Security National subsidiary Clean Up Eureka VI and local group Citizens for a Better Eureka filed separate lawsuits against the commission, challenging the commission's jurisdiction to review the coastal development permit issued by the city of Eureka and the interim cleanup plan approved by the North Coast Regional Water Quality Control Board for the Balloon Track property. The lawsuits were heard together.
It is slated to include a Home Depot store, retail, office and residential space, along with an 11-acre wetland reserve.
Judge John Feeney began the hearing on Wednesday by stating his tentative decision to rule in favor of the Coastal Commission. While legal representatives of the commission, CUE VI and Citizens for a Better Eureka made their arguments before Feeney, he ultimately ruled the commission had the legal authority to entertain an appeal of a coastal development permit issued by the city of Eureka.
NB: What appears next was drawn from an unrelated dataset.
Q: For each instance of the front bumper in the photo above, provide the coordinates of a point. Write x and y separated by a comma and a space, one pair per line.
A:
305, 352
”The Coastal Commission does have the authority and the jurisdiction to review this project,” he said, adding local jurisdiction does not supersede the commission's jurisdiction under the Coastal Act.
There were two main points of contention debated at the hearing. The first was whether the Coastal Act allowed the commission to review or modify the water board's decision on the cleanup plan. The second was whether the commission could review a city abatement issue to determine if it required a coastal permit.
Pacific Legal Foundation attorney Damien Schiff, representing Citizens for a Better Eureka, said in court that the commission couldn't limit the city of Eureka's ability on a property abatement according to the Coastal Act. Schiff said the commission's involvement would also only result in delaying the process of the abatement and the cleanup.
CUE VI attorney Gregory Broderick said the law states the commission cannot change the decisions made by the water board or the city of Eureka. He also emphasized only the cleanup was at issue, and any development proposed would receive a different set of permits.
”Nothing you do here today is going to make a building show up at that site,” Broderick argued.
Representing the Coastal Commission, Deputy Attorney General Joel Jacobs argued in court that the commission did have authority on the matter because the Balloon Track property was in the jurisdiction of the commission, the city of Eureka, and the water board.
”Each agency has a role to play, and each may impose its own conditions,” Jacobs said.
Security National Properties Vice President of Real Estate Development Mike Casey said after the hearing that CUE VI intended to appeal the decision.
”Let's just be clear -- this is special interest groups trying to do anything about stopping a project,” Casey said.
Schiff said he was unsure if Citizens for a Better Eureka would want to appeal the decision, but said they would be discussing the matter soon.